Nostalgia is rooted in providing a sense of comfort and familiarity, placing us back in that time and place when we first experienced it. It often draws on things we experienced as children or teenagers, as we are most impressionable at those ages. By definition, nostalgia is all about evoking wistful affection or sentimental longing for a time and/or place from the past.
At a time of general uncertainty (loss of trust in UK politics, the war in Ukraine, cost of living crisis, the climate crisis), nostalgia provides us with a comfort blanket, reminding us that while things might seem grim now, you can still remember the good old days.
The Great British Summer
The ‘Great British Summer’ has to be one of the most nostalgified concepts out there. In an era where package holidays are the norm, or the cost of living crisis means no holiday at all, there is still a pervasive image within British culture of the ‘ideal summer’.
It’s sandcastles and seasides, fish and chips, Mr Whippy ice cream, kids in floppy hats and sunglasses, adults turning pink and peeling, wearing shorts with a raincoat, throwing pennies into machines at the pier-front amusements, picnics and barbecues that get rained off, tragic plastic windbreakers and camping chairs that refuse to fully unfold.
We see these motifs used in almost every single advert that is remotely related to summer in the UK. Whether this is an accurate description of the average British person’s summer in 2023 is debatable, although a fair few of the same things will persist.

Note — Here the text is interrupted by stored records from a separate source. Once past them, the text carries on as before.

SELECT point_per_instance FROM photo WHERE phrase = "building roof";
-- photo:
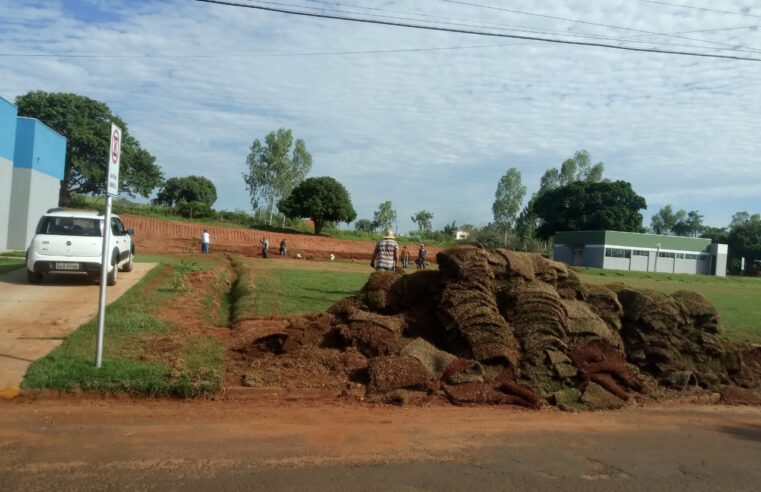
(632, 240)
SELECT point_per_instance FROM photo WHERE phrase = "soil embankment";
(167, 236)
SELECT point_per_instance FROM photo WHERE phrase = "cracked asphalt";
(130, 444)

Brands that tap into this iconography and approach quite frequently are ALDI, Lidl, Co-op, and McCain. Interestingly, all of these are food brands or food retailers.
Nostalgic Opportunities
Nostalgia is pervasive at key points in the calendar for business marketing opportunities. You’ll see it out in full force for summer and Christmas in particular. It’s an easy ploy to get people to empathise with your brand. And at a time when a risky marketing strategy is something most companies are reluctant to try, falling back on nostalgia and the familiar with a twist or refresh is a safe bet.

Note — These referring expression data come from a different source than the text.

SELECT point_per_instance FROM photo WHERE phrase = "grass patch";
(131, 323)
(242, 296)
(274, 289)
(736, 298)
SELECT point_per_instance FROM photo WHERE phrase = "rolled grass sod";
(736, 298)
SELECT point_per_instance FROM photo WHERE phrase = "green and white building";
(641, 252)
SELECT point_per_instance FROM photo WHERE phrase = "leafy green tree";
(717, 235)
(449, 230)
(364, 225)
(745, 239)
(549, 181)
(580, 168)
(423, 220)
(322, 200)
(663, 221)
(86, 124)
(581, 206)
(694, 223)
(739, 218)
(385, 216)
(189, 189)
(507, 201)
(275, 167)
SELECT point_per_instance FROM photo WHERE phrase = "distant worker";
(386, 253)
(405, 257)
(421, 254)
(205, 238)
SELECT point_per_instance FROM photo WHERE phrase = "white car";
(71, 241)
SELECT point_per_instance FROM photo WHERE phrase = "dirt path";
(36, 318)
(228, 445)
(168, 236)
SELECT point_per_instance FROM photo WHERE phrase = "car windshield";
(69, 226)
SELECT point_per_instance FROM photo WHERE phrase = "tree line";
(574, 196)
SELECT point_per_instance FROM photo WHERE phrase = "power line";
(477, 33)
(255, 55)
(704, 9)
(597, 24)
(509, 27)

Using nostalgia in popular media is also topical. With hits like Stranger Things transporting us all back to the 1980s, not to mention Daisy Jones & The Six, That 90’s Show, and the upcoming Barbie movie are all sure to bring back memories.
Even if we didn’t leave through the exact time period, it can still evoke feelings of nostalgia, the idea of the ‘simpler time’, maybe relating to stories parents or older relatives have told us of that time. Truly, how many viewers of Stranger Things actually lived in small-town Indiana in the 1980s? A relatively small percentage I’d argue.
The way we play with media and formats these days also opens the door for new audiences to find old media. TikTok and other short-form video content regularly sees clips and trends from previous generations going viral (the return of the 90s skinny eyebrow and low-rise early 2000s jeans does fill me with horror though). This taking of older trends and giving them an update has been referred to as ‘nowstalgia’ – and this article from Ad Age explains it far better than I can!
Nostalgia varies across generations, making it hard to find a middle ground for marketing if your audience spans multiple ages. What’s nostalgic to someone like myself born in the early 1990s will be different to someone born in the late 1960s. We could potentially both be target audiences for a brand, so what’s the best way to use nostalgia to your advantage here?
The key, like most things, is drawing on central ideas of human storytelling. Friendship, family, love, success, loss – these are all universal in storytelling, one way or another. Nostalgia allows us to overlay a setting and time period through which to tell these stories. The time period can then relate to people in two ways:
a) Direct nostalgia. The person watching has memories of that time and can recall their own experiences.
b) Secondhand nostalgia. The person watching can recall stories/anecdotes told to them about that time period, or infer their own sense of time and place due to other media they have consumed.
Both rely on the connected human experience and our emotional responses in order to tell the story. And isn’t all marketing appealing to our emotions in order to encourage a purchase? Nostalgia just provides us with a sepia filter through which to tell and sell our stories.